Esta etapa também requer uma mudança crítica. Primeiro, os gestores de grupo devem se tornar capazes de avaliar a estratégia de alocação de capital e funções operacionais. Essa é uma habilidade comercial sofisticada que envolve aprender a fazer as perguntas certas, compreender, analisar os dados corretos e aplicar o ponto de vista corporativo correto para entender qual estratégia tem maior probabilidade de sucesso.

Aqui, o gerente do grupo começar a olhar para as necessidades de negócios mais amplas, em termos de expansão e crescimento dos aspectos operacionais do negócio, deve ser capaz de considerar novos empreendimentos e o descarte de operações antigas, se elas não estiverem gerando lucros.

Um gestor de negócios valoriza o sucesso de seu próprio negócio já um gerente de grupo valoriza também o sucesso de outros grupos de negócios. Percebe-se a este nível que alguns gestores acham que o sucesso veio por causa de sua própria contribuição e tentam obter todo o crédito.  Como gestor de grupo, a pessoa deve primeiro aprender a inspirar e motivar os outros. É comum nesta etapa encontrar bons executivos de negócios estagnados por causa de superiores que tentam conquistar o centro das atenções.

  • Etapa 6 – de gestor de grupo a administrador de empresa

E final mente essa é a última etapa. O modelo de pipeline de liderança é finalizado onde os gestores de grupo se tornam gestores de empresas,  os CEOs. A partir de agora, o líder deve ser capaz de destacar os valores por trás de sua estratégia de liderança e sucesso.
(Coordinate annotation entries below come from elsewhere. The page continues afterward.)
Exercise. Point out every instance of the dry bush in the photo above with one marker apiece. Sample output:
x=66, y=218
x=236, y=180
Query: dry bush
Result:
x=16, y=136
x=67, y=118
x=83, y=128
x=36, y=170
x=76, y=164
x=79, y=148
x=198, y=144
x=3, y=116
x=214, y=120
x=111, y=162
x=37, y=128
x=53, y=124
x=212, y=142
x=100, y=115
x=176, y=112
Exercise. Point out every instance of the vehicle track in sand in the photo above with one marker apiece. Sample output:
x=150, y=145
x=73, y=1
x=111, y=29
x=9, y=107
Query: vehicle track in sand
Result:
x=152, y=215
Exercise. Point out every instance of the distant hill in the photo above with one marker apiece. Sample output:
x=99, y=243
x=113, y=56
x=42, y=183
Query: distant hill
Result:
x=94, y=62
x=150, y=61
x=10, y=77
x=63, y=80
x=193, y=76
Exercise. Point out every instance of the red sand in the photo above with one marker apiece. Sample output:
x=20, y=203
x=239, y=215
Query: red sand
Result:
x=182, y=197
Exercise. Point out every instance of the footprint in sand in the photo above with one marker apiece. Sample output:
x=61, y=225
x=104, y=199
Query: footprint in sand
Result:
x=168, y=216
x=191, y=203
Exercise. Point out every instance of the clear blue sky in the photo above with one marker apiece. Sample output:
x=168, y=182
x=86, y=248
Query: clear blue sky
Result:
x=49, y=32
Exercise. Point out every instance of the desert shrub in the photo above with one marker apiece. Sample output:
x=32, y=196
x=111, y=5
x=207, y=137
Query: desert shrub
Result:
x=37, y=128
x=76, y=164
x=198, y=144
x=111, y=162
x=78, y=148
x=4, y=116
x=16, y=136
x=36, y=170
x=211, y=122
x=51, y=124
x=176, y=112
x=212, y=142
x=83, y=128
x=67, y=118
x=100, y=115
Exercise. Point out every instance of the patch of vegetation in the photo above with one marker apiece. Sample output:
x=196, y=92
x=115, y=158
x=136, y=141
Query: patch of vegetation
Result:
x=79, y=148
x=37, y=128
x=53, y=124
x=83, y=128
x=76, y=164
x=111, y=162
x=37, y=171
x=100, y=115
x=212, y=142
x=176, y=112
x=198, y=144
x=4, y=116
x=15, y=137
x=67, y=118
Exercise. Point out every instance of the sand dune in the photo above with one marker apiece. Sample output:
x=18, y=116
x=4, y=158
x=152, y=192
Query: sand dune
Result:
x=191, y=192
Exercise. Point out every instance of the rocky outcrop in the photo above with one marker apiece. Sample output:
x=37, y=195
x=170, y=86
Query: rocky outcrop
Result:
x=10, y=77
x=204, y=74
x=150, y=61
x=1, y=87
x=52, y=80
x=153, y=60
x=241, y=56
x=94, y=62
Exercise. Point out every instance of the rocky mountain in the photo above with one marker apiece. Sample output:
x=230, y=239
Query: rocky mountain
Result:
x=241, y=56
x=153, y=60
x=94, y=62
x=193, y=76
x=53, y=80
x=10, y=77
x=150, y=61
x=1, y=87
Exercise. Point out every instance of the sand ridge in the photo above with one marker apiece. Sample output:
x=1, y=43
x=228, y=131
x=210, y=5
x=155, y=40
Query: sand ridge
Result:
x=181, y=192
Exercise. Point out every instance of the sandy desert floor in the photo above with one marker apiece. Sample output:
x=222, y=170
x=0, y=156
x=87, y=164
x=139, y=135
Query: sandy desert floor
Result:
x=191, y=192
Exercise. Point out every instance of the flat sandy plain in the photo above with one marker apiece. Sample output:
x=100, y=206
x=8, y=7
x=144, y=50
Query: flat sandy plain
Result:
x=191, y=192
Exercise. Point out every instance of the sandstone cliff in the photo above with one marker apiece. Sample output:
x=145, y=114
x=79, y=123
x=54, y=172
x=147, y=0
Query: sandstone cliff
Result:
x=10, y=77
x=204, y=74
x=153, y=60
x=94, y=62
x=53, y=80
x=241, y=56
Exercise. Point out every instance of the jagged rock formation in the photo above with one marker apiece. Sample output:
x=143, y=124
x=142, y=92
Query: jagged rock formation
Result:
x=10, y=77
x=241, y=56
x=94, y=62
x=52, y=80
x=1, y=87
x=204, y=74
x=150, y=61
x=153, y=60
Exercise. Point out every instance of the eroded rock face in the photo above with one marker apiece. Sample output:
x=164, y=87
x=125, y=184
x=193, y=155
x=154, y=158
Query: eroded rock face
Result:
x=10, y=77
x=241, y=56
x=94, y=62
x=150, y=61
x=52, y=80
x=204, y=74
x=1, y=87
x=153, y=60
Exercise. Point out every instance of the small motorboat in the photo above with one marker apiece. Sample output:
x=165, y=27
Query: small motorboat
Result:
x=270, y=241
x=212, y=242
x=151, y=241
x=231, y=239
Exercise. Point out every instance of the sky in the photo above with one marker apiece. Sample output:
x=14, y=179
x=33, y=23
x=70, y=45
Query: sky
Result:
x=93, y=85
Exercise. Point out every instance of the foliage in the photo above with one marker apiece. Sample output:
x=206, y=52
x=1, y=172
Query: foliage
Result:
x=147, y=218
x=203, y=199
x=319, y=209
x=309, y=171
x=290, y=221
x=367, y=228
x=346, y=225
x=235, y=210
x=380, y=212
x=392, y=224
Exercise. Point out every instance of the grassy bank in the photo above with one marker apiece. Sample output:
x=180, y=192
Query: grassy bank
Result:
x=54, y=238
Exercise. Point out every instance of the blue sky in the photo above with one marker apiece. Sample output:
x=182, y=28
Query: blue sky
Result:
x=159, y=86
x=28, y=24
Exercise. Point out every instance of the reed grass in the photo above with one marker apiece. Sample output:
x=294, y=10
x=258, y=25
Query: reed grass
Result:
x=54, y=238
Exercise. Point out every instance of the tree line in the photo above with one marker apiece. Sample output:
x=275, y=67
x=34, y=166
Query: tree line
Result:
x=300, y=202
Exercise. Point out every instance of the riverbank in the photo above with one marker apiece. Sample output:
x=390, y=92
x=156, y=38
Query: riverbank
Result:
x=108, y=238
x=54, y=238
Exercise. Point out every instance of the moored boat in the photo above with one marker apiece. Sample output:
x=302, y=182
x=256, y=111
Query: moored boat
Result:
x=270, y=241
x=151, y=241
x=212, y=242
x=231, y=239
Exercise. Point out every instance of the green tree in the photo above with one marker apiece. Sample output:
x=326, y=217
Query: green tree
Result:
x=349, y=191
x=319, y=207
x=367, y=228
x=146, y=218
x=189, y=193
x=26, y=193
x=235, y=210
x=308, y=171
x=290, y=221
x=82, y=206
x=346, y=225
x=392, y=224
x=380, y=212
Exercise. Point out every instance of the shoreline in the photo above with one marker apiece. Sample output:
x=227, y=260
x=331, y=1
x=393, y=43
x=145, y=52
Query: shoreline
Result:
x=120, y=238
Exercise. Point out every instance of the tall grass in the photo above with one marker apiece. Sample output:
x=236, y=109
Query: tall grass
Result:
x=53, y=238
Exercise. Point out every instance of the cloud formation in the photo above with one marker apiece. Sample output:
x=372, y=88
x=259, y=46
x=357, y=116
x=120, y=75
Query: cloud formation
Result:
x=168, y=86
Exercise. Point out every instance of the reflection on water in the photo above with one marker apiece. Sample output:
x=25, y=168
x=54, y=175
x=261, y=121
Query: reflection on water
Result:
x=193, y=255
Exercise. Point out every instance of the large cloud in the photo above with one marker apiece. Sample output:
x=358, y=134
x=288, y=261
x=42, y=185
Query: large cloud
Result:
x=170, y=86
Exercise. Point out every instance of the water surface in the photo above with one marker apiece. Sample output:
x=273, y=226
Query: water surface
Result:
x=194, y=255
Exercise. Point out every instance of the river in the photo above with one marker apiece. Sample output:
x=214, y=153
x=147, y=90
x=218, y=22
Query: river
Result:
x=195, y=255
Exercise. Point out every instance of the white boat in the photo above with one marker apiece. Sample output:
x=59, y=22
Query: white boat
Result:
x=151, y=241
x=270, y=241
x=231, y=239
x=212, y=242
O papel de um gerente de empresa torna-se mais sobre a visão de longo prazo, embora ainda haja alguma necessidade de manter a funcionalidade de curto prazo.

Aqui ele precisa aprender a se concentrar no todo, em vez das partes individuais que compõem a organização. O microgerenciamento não é algo com que um gestor de empresa deve se preocupar. Como o líder na etapa final será responsável por toda a organização, a capacidade de inspirar e motivar é crucial.

Já pensou em como funciona o pipeline de liderança para startups? Confira a palestra completa do nosso CEO, Fernando Pacheco, na Campus Party 2019:

Conclusão

Este modelo garante que as empresas não se concentrem nas qualidades e habilidades apenas depois de uma promoção, mas para fornecer aos colaboradores mais talentosos as oportunidades de seguir em frente em suas carreiras desde o início.

Quando os líderes passam pelas seis etapas do pipeline de liderança,eles aprendem habilidades necessárias em cada nível de acordo com sua experiência. O benefício mais significativo desse pipeline de liderança é que você pode criar seus próprios líderes de acordo com o que a sua empresa precisa e acredita.